Luego de más de 25 años de vivir bajo amenazas, maltratos y acoso por parte de su propio padre, las hermanas Margarita y Melissa Leonard Cantero han logrado que la justicia cubana las escuche, en un contexto de creciente violencia contra la mujer en la isla.
Un tribunal les otorgó recientemente una orden de alejamiento contra su progenitor, permitiéndoles permanecer en la casa donde nacieron y que él intentó arrebatarles tras separarse de su madre.
Durante décadas, las jóvenes fueron víctimas de violencia psicológica y amenazas constantes, especialmente después de que su madre abandonara el hogar familiar.

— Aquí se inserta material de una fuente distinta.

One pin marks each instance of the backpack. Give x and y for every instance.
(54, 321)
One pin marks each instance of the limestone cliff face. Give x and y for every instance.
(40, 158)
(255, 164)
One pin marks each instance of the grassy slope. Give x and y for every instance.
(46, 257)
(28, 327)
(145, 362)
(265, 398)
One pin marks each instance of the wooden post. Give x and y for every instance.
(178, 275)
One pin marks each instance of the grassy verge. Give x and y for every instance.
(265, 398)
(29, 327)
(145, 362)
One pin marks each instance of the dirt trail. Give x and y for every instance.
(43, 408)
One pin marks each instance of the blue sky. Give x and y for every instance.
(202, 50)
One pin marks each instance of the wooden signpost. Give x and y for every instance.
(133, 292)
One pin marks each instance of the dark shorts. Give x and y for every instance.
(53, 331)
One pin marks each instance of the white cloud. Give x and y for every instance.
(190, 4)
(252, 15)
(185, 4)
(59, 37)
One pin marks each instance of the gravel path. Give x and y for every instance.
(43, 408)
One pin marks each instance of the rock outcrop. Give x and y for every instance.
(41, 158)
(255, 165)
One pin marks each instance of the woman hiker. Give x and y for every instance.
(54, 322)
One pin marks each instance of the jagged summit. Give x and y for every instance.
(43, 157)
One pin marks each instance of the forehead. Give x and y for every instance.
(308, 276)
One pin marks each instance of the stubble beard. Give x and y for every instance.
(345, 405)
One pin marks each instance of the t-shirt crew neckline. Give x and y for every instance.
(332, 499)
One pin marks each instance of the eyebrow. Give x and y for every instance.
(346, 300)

El padre, según relataron en declaraciones a la Televisión Nacional, llegó a intentar desalojarlas de la vivienda, incluso advirtiéndoles que terminarían en la calle.
"Hace apenas un mes que vivimos más tranquilas, que podemos hacer cosas tan sencillas como chapear el patio sin miedo", compartió una de las hermanas.
El caso, que ha sido acompañado por la Federación de Mujeres Cubanas (FMC) y la Casa de las Mujeres y las Familias, evidencia las enormes dificultades que enfrentan muchas mujeres en Cuba para obtener justicia en situaciones de violencia intrafamiliar.
Las víctimas denunciaron que, en una ocasión, al acudir a la policía para presentar una queja, los agentes les dijeron que “un padre no podía acosar a sus hijas”, e ignoraron su denuncia y la gravedad de la situación.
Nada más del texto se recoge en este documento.